ResearchIndex

Complexity-Effective Superscalar Processors

by Subbarao Palacharla, Norman P. Jouppi, J. E. Smith

show details

You need to log in to add tags and post comments.

Tags

Public comments

#1 posted on Nov 27 2013, 20:33 in collection CMU 18-740: Computer Architecture -- Fall 13
The paper presents an interesting analysis on what might be the bottleneck in a out of order processor when desiring to increase the clock rate and also reduce the lithography of the design. The paper shows three components that cause the most significant delay in complex architectures. These three components are: the register renaming logic which mainly takes care of register mapping from architectural to physical, the instruction wakeup and selection logic that dispatches an instruction to its designated functional unit when all its operands are available and finally the bypassing logic that handles supply of values to stalling instructions as soon as possible. It is shown that when the issue width of the processor is increased the delay caused by the underlying circuits also increases. The paper proposes different solutions to this problem, first by applying a clustering on the window that handles the in flight instructions. The structures that are taken into account are FIFO queues and also windows that are not centralized, but actually distributed in different clusters.
As stated in the previous paragraph, the paper presents an interesting analysis on what my become bottlenecks when having complexity and high clock rate hand in hand. The analysis is very informative, especially that it goes from the circuit level and shows how by increasing the size of the issue width and the window size, circuits must be added to sustain the high number of instructions. This increase of circuits also adds extra delays in delivering the results.
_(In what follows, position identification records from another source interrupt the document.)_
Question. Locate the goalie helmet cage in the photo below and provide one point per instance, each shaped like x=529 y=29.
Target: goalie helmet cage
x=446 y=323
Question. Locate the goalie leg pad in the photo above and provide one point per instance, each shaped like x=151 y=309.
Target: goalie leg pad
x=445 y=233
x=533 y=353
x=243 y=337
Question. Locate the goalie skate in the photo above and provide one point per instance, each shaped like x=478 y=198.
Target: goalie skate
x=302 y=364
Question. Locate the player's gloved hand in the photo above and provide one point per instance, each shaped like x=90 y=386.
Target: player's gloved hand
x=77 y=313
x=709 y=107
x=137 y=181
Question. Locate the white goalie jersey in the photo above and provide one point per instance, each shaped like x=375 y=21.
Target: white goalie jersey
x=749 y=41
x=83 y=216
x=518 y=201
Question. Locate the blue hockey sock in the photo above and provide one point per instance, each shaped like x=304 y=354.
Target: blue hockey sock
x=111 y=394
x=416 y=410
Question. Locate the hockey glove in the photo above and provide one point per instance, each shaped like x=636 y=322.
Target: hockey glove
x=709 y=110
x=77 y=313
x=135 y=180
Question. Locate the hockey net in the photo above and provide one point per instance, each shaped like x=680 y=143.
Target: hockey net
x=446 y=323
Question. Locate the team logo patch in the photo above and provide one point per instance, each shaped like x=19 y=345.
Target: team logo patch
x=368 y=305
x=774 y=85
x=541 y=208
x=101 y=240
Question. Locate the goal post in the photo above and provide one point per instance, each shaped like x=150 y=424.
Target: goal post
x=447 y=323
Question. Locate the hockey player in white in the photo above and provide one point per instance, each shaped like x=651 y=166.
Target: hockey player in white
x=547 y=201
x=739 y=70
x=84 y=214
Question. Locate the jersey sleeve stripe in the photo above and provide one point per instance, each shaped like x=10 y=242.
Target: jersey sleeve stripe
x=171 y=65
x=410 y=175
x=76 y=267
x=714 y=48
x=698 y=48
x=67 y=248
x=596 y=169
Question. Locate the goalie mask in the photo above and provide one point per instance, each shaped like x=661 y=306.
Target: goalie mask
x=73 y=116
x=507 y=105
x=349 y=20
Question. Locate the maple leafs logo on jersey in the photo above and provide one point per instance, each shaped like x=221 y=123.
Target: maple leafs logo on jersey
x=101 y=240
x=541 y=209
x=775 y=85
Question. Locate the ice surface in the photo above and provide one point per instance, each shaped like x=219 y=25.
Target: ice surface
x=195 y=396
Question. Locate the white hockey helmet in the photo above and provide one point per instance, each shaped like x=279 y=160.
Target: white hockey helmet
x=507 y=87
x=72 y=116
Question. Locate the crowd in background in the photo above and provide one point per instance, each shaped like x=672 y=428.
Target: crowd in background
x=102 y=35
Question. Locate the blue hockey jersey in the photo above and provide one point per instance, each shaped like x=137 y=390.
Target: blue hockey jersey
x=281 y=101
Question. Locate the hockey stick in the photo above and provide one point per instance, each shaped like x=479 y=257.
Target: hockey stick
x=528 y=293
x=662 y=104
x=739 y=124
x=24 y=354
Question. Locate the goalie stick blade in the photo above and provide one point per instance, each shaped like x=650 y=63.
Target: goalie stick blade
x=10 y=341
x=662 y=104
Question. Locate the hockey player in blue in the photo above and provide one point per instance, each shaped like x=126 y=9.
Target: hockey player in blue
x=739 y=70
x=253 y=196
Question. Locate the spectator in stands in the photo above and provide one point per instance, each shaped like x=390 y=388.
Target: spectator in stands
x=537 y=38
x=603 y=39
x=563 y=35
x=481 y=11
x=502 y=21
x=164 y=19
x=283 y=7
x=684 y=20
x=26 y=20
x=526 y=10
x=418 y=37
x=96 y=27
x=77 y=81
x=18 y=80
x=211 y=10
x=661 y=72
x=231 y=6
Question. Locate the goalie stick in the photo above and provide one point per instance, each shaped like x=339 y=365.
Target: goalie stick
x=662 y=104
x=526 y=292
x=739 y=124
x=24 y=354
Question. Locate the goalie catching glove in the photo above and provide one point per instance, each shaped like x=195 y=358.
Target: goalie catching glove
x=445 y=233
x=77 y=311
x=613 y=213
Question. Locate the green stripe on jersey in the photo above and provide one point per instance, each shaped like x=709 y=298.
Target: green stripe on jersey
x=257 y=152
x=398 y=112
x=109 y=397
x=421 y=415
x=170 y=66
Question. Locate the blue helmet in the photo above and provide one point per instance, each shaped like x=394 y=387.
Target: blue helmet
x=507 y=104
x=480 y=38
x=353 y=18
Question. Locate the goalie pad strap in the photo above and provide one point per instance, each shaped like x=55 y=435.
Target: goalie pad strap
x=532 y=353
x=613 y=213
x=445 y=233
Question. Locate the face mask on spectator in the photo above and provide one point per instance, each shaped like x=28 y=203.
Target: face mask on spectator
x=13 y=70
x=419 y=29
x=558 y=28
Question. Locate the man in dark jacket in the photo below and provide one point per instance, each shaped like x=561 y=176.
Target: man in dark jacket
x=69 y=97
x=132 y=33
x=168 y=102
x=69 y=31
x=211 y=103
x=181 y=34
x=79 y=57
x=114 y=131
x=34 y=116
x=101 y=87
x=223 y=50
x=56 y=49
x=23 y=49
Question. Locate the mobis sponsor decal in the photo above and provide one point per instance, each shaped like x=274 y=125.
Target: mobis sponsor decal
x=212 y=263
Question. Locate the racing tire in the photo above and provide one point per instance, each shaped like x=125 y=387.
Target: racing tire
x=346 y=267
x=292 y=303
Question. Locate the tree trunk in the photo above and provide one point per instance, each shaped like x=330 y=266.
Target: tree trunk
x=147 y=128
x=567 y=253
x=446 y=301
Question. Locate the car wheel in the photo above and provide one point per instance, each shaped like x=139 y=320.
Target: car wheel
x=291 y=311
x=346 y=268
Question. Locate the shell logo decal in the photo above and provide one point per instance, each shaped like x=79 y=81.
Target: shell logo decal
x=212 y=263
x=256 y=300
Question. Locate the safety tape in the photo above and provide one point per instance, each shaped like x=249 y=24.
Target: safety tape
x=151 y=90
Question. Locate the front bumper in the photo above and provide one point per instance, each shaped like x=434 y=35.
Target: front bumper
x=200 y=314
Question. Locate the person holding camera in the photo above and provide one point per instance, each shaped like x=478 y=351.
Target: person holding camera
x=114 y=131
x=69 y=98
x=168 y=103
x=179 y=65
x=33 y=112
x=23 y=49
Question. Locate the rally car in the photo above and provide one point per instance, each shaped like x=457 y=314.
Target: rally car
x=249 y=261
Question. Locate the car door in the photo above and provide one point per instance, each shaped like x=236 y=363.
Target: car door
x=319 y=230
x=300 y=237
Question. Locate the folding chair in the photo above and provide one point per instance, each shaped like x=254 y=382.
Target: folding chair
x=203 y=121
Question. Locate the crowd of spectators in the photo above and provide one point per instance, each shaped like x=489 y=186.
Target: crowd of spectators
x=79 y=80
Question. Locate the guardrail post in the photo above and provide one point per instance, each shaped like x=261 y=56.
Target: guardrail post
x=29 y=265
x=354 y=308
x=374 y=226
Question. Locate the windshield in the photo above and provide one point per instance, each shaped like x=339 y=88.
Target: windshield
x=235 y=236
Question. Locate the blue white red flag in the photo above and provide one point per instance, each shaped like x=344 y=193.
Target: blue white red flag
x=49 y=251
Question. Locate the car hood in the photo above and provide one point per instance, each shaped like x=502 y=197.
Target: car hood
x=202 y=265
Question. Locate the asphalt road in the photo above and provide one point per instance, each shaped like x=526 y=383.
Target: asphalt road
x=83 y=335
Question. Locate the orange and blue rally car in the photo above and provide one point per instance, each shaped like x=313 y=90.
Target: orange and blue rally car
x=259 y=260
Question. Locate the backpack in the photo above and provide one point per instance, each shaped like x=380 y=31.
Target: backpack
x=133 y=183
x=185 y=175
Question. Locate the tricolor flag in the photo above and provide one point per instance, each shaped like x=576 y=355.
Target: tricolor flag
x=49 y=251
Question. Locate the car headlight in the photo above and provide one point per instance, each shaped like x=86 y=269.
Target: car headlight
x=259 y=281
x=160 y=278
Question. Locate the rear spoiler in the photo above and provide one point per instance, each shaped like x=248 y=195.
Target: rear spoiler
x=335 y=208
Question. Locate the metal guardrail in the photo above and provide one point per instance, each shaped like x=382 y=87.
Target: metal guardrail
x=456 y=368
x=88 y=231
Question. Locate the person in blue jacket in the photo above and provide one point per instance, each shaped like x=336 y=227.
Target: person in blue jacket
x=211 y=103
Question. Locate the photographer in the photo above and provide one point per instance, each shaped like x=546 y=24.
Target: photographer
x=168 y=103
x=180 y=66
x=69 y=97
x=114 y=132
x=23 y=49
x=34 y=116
The paper makes a clear remark that with the decrease in lithography things might become even worse if complexity increases. Another interesting aspect related to the paper, is the solution that it is trying to give out. The solution is mainly the idea that the Alpha 21264 was based upon. Instead of having the a monolithic register file and instruction queue, why not cluster, make them distributed. It is an interesting idea, however as stated in the paper inter cluster communication would actually degrade performance. Another idea presented in the paper was to use FIFO queues instead of windows for storing the instructions, and instead of broadcasting the results to all of the instructions, broadcast it only to the head of the queues. This has a very big side effect, namely if there is a stream of dependent instructions that are fed in the queues, those instructions will block future instructions that are completely independent on the dependent ones, because those will not fire, because only the head of the queue goes first. Another negative aspect is how well does the separation of instructions work, because you would really need to have as little communication between clusters as possible.
All in all the paper presented some interesting aspects regarding complexity of out of order processors and high rate clock speeds. One conclusion would be that complexity and clock speed do not quite go hand in hand.